The FA House is a contemporary evolution of the traditional A-frame cabin vernacular – a stunning example of sensitivity to materiality and connectivity to landscape and place. Architect Jean Verville started with a stunning tree-blanketed site and a pure geometric expression. From there he pushed, prodded, plucked and pruned that formal simplicity into something that suspends disbelief and cements itself as a welcome addition to an already incredible place.
From far away, the FA House emerges from the surrounding hemlocks in Eastern Township, Canada as one of many similar A-frame cabins. But the similarities with what you think you know about this common mountain home typology come to an abrupt halt as soon as you approach the front door. A gravity-defying cantilever greets each new visitor and creates a cozy covered porch to enjoy the local flora and fauna.

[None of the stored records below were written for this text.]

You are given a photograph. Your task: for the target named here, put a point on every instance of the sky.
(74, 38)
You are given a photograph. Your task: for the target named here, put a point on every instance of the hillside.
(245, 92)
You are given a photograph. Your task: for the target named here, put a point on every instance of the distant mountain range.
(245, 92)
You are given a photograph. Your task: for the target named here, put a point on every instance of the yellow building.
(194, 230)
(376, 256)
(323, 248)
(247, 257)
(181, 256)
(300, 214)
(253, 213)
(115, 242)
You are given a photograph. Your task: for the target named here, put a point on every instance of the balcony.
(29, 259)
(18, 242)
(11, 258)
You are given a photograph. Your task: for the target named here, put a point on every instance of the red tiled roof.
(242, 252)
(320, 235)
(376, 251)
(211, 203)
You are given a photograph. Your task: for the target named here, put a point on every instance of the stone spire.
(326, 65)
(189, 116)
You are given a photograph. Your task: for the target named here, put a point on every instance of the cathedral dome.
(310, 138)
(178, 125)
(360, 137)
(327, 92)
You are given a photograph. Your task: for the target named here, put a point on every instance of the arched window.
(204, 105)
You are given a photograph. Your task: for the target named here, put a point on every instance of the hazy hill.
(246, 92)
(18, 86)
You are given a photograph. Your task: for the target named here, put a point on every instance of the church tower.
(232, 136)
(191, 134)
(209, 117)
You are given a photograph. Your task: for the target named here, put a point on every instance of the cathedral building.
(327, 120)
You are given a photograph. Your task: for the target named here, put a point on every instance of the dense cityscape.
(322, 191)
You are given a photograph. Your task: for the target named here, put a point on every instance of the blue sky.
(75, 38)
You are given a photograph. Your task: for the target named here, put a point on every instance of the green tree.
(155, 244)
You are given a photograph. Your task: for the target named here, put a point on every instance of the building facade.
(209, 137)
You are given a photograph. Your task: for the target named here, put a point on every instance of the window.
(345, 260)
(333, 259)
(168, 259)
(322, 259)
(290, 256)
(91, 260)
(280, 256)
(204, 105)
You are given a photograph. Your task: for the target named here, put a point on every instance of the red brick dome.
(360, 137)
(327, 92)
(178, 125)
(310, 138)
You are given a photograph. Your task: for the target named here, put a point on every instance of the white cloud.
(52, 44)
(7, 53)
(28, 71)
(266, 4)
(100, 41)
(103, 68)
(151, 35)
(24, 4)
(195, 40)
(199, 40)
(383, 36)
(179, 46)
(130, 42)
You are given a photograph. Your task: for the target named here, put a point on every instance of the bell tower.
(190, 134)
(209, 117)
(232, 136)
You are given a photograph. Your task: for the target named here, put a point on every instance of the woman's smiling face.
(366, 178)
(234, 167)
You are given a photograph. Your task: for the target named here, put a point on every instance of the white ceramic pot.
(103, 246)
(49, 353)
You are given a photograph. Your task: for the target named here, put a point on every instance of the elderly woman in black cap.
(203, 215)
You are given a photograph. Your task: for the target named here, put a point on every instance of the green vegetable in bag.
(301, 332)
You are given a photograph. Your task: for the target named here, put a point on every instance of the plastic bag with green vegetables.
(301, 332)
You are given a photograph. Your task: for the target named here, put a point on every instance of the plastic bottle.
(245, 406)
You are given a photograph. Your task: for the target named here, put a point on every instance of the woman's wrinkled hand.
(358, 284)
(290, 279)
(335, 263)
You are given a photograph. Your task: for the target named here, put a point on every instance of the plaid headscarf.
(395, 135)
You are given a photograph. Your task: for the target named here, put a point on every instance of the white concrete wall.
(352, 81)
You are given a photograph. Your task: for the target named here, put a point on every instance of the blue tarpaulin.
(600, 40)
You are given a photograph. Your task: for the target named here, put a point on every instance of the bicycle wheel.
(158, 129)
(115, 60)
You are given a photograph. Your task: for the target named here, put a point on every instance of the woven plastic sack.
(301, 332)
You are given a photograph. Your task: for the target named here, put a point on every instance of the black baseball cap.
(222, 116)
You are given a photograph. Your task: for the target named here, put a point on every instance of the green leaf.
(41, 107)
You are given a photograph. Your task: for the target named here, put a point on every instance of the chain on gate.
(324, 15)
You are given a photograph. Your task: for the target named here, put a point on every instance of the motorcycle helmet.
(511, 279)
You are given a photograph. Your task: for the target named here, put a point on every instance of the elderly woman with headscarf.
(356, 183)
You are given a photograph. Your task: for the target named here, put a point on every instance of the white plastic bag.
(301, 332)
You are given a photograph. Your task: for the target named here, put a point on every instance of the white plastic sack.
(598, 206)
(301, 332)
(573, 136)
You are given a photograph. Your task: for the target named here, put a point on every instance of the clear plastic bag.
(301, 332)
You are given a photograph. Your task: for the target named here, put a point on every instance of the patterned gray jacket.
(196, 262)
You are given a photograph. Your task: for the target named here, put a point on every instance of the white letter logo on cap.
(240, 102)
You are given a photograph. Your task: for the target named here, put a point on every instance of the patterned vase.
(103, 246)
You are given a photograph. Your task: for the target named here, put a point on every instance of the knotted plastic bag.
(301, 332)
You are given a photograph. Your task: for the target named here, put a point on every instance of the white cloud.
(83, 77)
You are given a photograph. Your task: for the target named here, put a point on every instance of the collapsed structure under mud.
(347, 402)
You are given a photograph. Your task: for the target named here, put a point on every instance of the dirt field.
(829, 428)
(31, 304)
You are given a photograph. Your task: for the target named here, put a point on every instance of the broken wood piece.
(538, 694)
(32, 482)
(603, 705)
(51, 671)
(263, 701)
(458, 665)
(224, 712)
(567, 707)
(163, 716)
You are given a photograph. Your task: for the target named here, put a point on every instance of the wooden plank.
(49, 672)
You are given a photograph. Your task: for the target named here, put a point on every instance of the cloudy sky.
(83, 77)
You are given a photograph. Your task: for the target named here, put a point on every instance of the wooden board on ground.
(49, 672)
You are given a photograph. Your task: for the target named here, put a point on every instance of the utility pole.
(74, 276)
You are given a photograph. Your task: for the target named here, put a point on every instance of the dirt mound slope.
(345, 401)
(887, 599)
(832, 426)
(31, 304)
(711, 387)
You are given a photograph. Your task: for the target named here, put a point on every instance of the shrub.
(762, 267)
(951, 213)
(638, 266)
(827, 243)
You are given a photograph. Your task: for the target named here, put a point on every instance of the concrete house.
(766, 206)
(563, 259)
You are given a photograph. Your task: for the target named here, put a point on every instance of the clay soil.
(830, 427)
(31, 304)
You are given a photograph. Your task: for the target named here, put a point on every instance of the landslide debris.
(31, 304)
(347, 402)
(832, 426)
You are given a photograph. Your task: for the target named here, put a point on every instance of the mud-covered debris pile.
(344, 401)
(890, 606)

This covered space is a formal extension of the main living floor, which is wrapped in floor-to-ceiling panels of taught glass and add to the structural mystique the massive pointed tower imposes on the interior. It’s inspiring what a simple steel cantilever can achieve when treated with the right compliment of material and form.
Once inside, the ground floor living space extends out into the landscape with relative ease. There are unhindered views of the forest floor, and the towering trees the flank each side do their best to anchor the home’s place on the site. The exterior material palette consists of two primary materials: vertically oriented, black, corrugated metal and glass. This lack of expression works just fine, as the dramatic volumetric organization does just enough to exhibit visual intrigue.
The feel of the interior offers much of the same – swapping the light, natural tones of polished concrete and clear-finished wood for the darker tones presented on the outside. It’s an interesting contrast, but offers an unhinged cohesiveness that doesn’t need to explain itself, it just makes sense. Every space is tailored appropriately for framing views and protecting privacy. There’s a playfulness that isn’t lost on the seriousness of the initial approach.
Jean Verville has done something incredibly rare: he’s made boring architecture cool again.